16. Naar het oordeel van de rechtbank had het college geen verdergaande verplichting tot participatie. Er zijn inspraakmogelijkheden geweest voor omwonenden, en dat heeft onder andere ook geleid tot het inpassingsplan. In de ruimtelijke onderbouwing is vastgelegd dat er gelegenheid moet worden geboden voor financiële participatie door omwonenden, en de afspraken daarover zijn bevestigd in een anterieure overeenkomst. Daarmee is voldoende gewaarborgd dat er gelegenheid tot financiële participatie is voor de omwonenden. Dat niet zeker is of de (financiële) voorwaarden voor die participatie zo zullen worden dat eiser ook daadwerkelijk gebruik wil maken van die mogelijkheid, doet daar niet aan af.
Conclusie
17. Het beroep is ongegrond.
18. Voor een proceskostenveroordeling bestaat geen aanleiding.

Beslissing

De rechtbank verklaart het beroep ongegrond.
Deze uitspraak is gedaan door mr. E.M. van der Linde, rechter, in aanwezigheid van mr. M. van der Knijff, griffier.

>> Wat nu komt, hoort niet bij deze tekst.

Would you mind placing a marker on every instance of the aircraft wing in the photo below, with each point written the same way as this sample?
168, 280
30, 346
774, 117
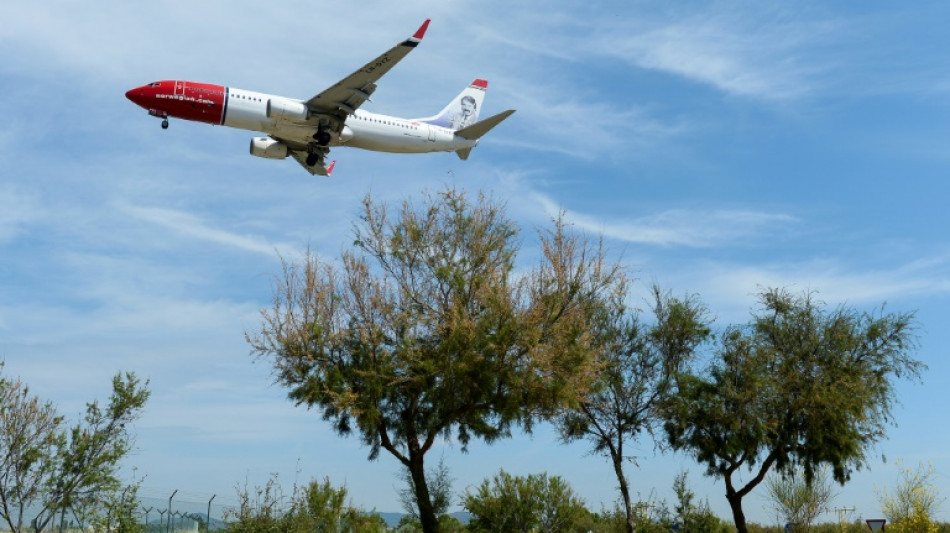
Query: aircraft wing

De beslissing is uitgesproken op 28 juni 2021 en wordt openbaar gemaakt door publicatie op rechtspraak.nl.
De rechter is niet in de gelegenheid
om deze uitspraak te ondertekenen.
griffier
rechter
Een afschrift van deze uitspraak is verzonden aan partijen op:

Bent u het niet eens met deze uitspraak?

Als u het niet eens bent met deze uitspraak, kunt u een beroepschrift sturen naar de Afdeling bestuursrechtspraak van de Raad van State waarin u uitlegt waarom u het er niet mee eens bent. U moet dit beroepschrift indienen binnen 6 weken na de dag waarop deze uitspraak is verzonden. U ziet deze datum hierboven. Op het hoger beroep tegen deze uitspraak is de Crisis- en herstelwet van toepassing. Op grond van artikel 1.6a van de Crisis- en herstelwet kunnen na de beroepstermijn van 6 weken geen gronden meer worden aangevoerd.